One way to communicate Sips is through the scheme administrator’s web portal. Members can log on using their account number and view their Sip holdings. John Collison, head of employee share ownership at IFS ProShare, says: “The company’s intranet would also have explanations on the various stages of maturity and will direct staff to these web portals. Employers may do a mass mailing on the anniversary of when shares were issued, but 99% of the time it will be done through the administrator’s portal.”

Employers can also communicate Sips by creating case studies of real people in the organisation. Wilson says: “In Sips, these are not life-changing amounts, so staff spend it on holidays, that type of thing. With Sips, it is just about regular reminders of the benefits of being in the plan and of maturity.”

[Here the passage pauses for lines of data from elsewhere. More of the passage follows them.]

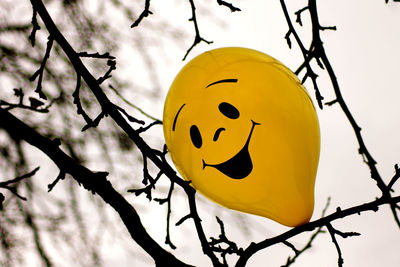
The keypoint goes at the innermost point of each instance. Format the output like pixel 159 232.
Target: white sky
pixel 364 54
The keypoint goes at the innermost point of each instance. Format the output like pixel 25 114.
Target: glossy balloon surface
pixel 240 126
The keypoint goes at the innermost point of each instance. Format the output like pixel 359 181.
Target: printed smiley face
pixel 243 130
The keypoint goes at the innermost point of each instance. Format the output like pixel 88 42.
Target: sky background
pixel 364 54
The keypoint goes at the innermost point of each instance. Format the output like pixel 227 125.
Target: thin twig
pixel 146 12
pixel 197 37
pixel 228 5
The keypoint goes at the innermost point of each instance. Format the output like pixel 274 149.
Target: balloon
pixel 240 126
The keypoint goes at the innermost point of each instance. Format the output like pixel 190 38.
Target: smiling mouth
pixel 240 165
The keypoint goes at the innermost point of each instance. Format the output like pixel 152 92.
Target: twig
pixel 61 176
pixel 370 206
pixel 332 232
pixel 228 5
pixel 140 143
pixel 395 177
pixel 309 71
pixel 35 27
pixel 95 182
pixel 133 105
pixel 197 38
pixel 146 12
pixel 6 184
pixel 291 260
pixel 96 55
pixel 39 72
pixel 19 178
pixel 112 66
pixel 222 240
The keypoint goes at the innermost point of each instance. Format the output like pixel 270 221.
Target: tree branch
pixel 197 37
pixel 370 206
pixel 115 114
pixel 96 182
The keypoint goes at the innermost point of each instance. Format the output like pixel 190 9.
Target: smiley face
pixel 240 126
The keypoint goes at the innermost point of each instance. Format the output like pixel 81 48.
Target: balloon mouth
pixel 240 165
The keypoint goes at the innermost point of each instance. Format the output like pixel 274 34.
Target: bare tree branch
pixel 370 206
pixel 96 182
pixel 197 37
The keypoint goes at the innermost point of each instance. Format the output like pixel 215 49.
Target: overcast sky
pixel 365 56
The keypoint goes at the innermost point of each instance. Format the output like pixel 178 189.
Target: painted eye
pixel 228 110
pixel 195 136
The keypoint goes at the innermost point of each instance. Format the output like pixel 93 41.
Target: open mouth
pixel 240 165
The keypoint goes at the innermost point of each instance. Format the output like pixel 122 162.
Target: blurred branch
pixel 39 72
pixel 6 184
pixel 197 37
pixel 306 64
pixel 95 182
pixel 133 105
pixel 35 27
pixel 110 109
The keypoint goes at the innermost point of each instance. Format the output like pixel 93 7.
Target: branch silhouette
pixel 217 249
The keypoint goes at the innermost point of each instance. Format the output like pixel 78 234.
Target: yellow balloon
pixel 240 126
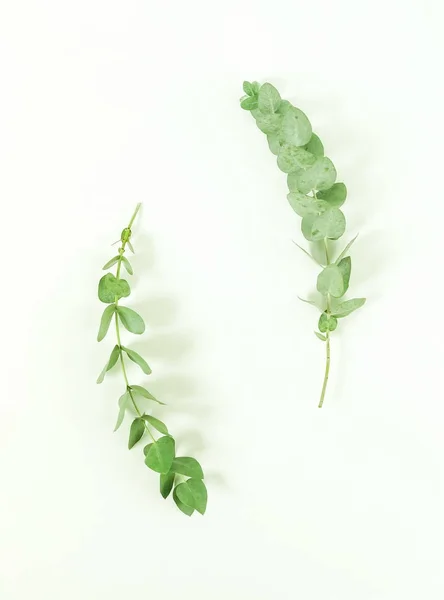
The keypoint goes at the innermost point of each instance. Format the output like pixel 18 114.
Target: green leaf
pixel 131 320
pixel 274 142
pixel 249 103
pixel 156 424
pixel 160 455
pixel 346 249
pixel 327 323
pixel 126 263
pixel 347 307
pixel 105 321
pixel 185 465
pixel 111 288
pixel 123 403
pixel 166 483
pixel 320 176
pixel 110 263
pixel 305 205
pixel 335 196
pixel 296 128
pixel 114 356
pixel 138 389
pixel 136 432
pixel 187 510
pixel 269 123
pixel 331 281
pixel 135 357
pixel 330 224
pixel 315 146
pixel 292 158
pixel 344 266
pixel 269 98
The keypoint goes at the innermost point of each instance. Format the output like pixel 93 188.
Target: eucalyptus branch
pixel 184 474
pixel 314 195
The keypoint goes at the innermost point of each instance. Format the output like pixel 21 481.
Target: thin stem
pixel 116 304
pixel 327 335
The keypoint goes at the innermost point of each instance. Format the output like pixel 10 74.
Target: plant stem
pixel 327 335
pixel 116 303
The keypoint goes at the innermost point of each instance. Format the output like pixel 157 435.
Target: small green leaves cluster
pixel 313 194
pixel 181 475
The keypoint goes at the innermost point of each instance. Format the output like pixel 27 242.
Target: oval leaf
pixel 330 281
pixel 320 176
pixel 105 321
pixel 166 483
pixel 188 466
pixel 327 323
pixel 131 320
pixel 296 128
pixel 187 510
pixel 269 98
pixel 160 455
pixel 335 196
pixel 156 424
pixel 347 307
pixel 135 357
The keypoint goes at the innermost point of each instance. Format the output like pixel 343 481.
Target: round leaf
pixel 320 176
pixel 335 196
pixel 111 288
pixel 160 455
pixel 269 98
pixel 327 323
pixel 330 281
pixel 296 128
pixel 131 320
pixel 188 466
pixel 292 158
pixel 105 321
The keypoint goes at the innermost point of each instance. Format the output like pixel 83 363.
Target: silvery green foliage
pixel 184 474
pixel 314 195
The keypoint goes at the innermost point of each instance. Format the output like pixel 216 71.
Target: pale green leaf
pixel 306 205
pixel 327 323
pixel 166 483
pixel 114 356
pixel 111 288
pixel 187 510
pixel 315 146
pixel 105 321
pixel 126 263
pixel 156 424
pixel 346 249
pixel 320 176
pixel 269 98
pixel 335 196
pixel 249 103
pixel 131 320
pixel 138 389
pixel 110 263
pixel 187 466
pixel 135 357
pixel 331 281
pixel 344 266
pixel 123 404
pixel 347 307
pixel 136 432
pixel 292 158
pixel 296 128
pixel 160 455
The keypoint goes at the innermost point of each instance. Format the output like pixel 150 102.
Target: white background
pixel 105 104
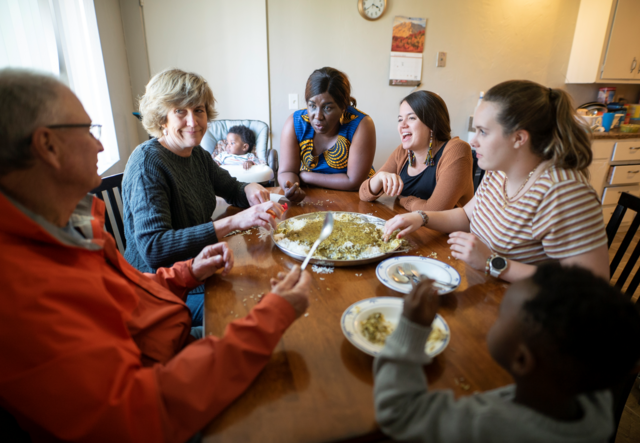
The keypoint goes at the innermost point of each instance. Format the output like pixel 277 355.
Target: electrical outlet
pixel 293 101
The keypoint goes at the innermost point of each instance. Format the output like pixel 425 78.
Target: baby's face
pixel 235 145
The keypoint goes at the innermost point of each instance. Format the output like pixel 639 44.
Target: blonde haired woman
pixel 535 202
pixel 170 183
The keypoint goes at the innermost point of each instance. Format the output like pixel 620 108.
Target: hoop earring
pixel 429 160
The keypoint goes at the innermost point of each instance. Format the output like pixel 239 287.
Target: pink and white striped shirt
pixel 558 217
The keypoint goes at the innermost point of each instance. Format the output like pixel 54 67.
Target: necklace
pixel 505 196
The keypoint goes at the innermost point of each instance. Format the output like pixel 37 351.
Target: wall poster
pixel 407 45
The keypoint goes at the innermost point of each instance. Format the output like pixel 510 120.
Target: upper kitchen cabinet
pixel 606 43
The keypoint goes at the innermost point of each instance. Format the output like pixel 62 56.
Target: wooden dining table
pixel 318 387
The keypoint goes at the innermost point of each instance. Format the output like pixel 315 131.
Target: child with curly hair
pixel 565 336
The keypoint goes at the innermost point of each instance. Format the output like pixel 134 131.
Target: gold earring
pixel 429 160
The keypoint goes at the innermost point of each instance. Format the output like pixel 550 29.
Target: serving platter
pixel 331 262
pixel 391 308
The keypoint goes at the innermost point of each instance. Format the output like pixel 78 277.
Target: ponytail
pixel 556 132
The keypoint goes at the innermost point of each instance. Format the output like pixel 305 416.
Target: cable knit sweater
pixel 453 177
pixel 168 203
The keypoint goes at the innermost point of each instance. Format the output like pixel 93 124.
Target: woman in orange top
pixel 429 171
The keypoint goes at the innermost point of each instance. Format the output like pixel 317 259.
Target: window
pixel 61 37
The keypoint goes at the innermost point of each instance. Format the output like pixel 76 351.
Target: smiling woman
pixel 429 171
pixel 331 143
pixel 170 183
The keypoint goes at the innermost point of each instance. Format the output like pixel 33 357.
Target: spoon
pixel 400 279
pixel 411 278
pixel 419 277
pixel 327 229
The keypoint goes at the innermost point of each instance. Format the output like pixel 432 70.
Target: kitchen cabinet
pixel 615 169
pixel 606 43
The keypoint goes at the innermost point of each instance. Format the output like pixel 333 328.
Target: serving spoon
pixel 417 277
pixel 327 229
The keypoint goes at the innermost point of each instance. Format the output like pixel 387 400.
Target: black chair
pixel 110 192
pixel 626 201
pixel 477 173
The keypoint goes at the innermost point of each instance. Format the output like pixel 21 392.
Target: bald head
pixel 27 100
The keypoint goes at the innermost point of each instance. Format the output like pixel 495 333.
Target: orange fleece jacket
pixel 93 350
pixel 454 181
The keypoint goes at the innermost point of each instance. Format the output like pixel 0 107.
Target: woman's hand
pixel 470 249
pixel 210 259
pixel 256 194
pixel 247 164
pixel 293 192
pixel 294 288
pixel 391 183
pixel 421 304
pixel 264 214
pixel 407 223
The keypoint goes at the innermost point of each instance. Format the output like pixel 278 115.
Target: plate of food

Regardless of the type of scheme maturing, communication is vital to show staff how it affects them. Methods include literature sent to home addresses, emails, text messages, and support on the company intranet or on an administrator’s homepage.

Workplace maturity presentations, which were popular before the internet arrived, are now a costly option. Wilson says: “Where employers want to use presentations, we brief an employee [perhaps from the HR department] to manage that so it is not a stranger standing up in front of staff.”

Social media

Some providers are also beginning to pilot communications using social media, such as Twitter and Facebook. But Phil Ainsley, head of employee share plans at Equiniti, says: “Social media is great up to a point, but it is quite difficult to control.”

Jeanette Makings, director – financial education services at Close Asset Management, adds: “Social media is great as a method of alerting staff, but it is really a signpost to tell them where to go for further information.”

Financial education is essential at a share scheme’s maturity, says Jonathan Watts-Lay, director of Wealth at Work. “A lot of employers publicise the share scheme at launch, but almost abandon employees when it reaches maturity,” he explains. “Education is the best way of [talking staff] through the specifics of a scheme. Staff should have a fairly good idea where the scheme is heading and whether it will have a profit or not.”

This is particularly relevant in the current economic climate, with many schemes underwater. Collison says: “If the scheme is underwater, the share price is less and the employee will not exercise their option, so the communications are around explaining this. What employers will often do then is write to employees, outline the fact that they can take the cash and explain the procedure.”

Watts-Lay adds: “The stock market has been falling and that can influence decisions, but staff should understand the implications of that. In any event, once [a scheme] reaches maturity, there are decisions to make.”

If employers have launched a share scheme to encourage staff to become shareholders in the company, they may want to communicate the opportunity to buy more shares while the price is low.

Financial education is also a key tool to explain the tax implications of a maturing scheme. For instance, after five years, Sip members can take their shares, transfer them directly into an approved pension scheme and receive a marginal tax uplift, almost doubling their tax relief. Makings says: “They do not suffer tax on the savings because, on a Sip, these go directly into a trusted scheme, and then they can transfer directly into pensions where they get a marginal tax uplift, so they get tax relief twice on the same savings.”

At a Sip’s maturity, employees should also be told of the option to transfer shares into an individual savings account (Isa). Collison says: “Employers can point out what the current cash Isa allowance is and perhaps point employees towards tax-free savings.”

Poole adds: “Financial health is linked to mental and physical health. That is something employers need to think about: making sure staff know who they can go to for advice, what independent resources are out there, and then providing the extra online training or financial advisers if they can.”